Reapportionment Debate Impacts Legislative Calendar
04/10/02 12:00AM By Bob Kinzel
(Host) Legislative leaders say they must have an agreement on a new House reapportionment plan by this Friday if lawmakers want to adjourn by the second week of May. If the House and Senate cannot agree on a new proposal, it's likely that the issue will have to be resolved by the courts.
VPR's Bob Kinzel reports.
(Kinzel) This issue has become very controversial because it's the first time that reapportionment has taken place with Republicans in control of the House and the Democrats with a majority in the Senate.

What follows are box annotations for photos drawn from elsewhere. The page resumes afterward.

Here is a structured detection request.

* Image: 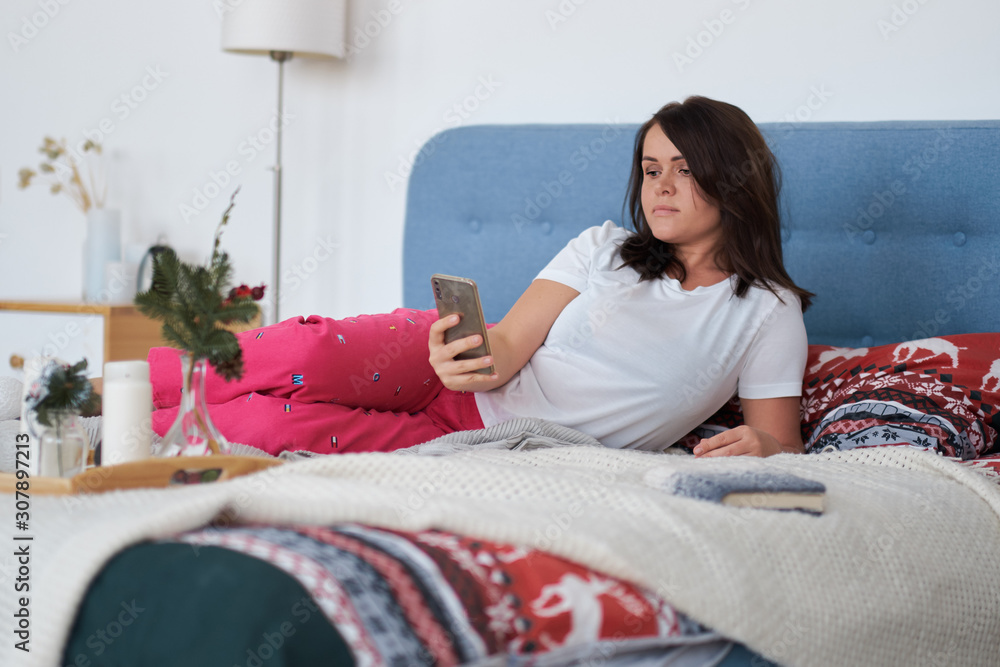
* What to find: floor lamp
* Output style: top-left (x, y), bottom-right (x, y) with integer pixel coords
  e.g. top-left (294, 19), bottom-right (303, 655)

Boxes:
top-left (222, 0), bottom-right (347, 324)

Last month, the House gave its approval to a plan that Democrats charged was partisan because it forced several incumbent Democrats to run against one another in newly drawn districts. Senate Democrats then redrew the House map, breaking a 40-year old tradition of allowing each chamber to determine its own reapportionment plan.

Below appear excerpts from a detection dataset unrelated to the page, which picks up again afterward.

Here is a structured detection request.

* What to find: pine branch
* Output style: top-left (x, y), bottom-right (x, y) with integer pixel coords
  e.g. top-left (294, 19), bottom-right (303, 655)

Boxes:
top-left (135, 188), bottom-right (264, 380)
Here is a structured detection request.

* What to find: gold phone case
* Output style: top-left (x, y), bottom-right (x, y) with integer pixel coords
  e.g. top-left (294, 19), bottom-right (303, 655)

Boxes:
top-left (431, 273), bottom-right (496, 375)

Now House and Senate negotiators will try to work out a compromise and they need a solution by Friday if there's going to be a timely adjournment of the General Assembly. That's because local boards of civil authority need 30 days to draw internal boundary lines for a number of districts. These plans then need to be approved by the Legislature.
Senate reapportionment chairman Dick Sears says it is critical to resolve this issue by the end of this week:
(Sears) "Anything beyond this Friday I think just extends the Legislative session, or we give up on reapportionment of the House one or the other. Right now I'm kind of waiting on the House to make a decision. The ball's in their court.... We believe what we did in the Senate is good bipartisan work, had strong support. We hope that they'll work from our bill and make as few changes as possible."
(Kinzel) House Majority Leader John LaBarge says there are between five and eight districts where the House and Senate disagree. These districts are in Bennington, Washington, Franklin, Windham and Chittenden counties. LaBarge says he's willing to make some compromises but he's not going to make too many changes to the House plan:
(Labarge) "It will all depend what it does to our plan and I'm not going to give away the farm. So I'd rather have it go to court than to give away all the work we've done on this plan, just to satisfy the senate and their needs or what they perceive as their needs for the House."
(Kinzel) Both the House and the Senate will also be working on a new plan to reapportion the Senate later this week.
For Vermont Public Radio, I'm Bob Kinzel in Montpelier.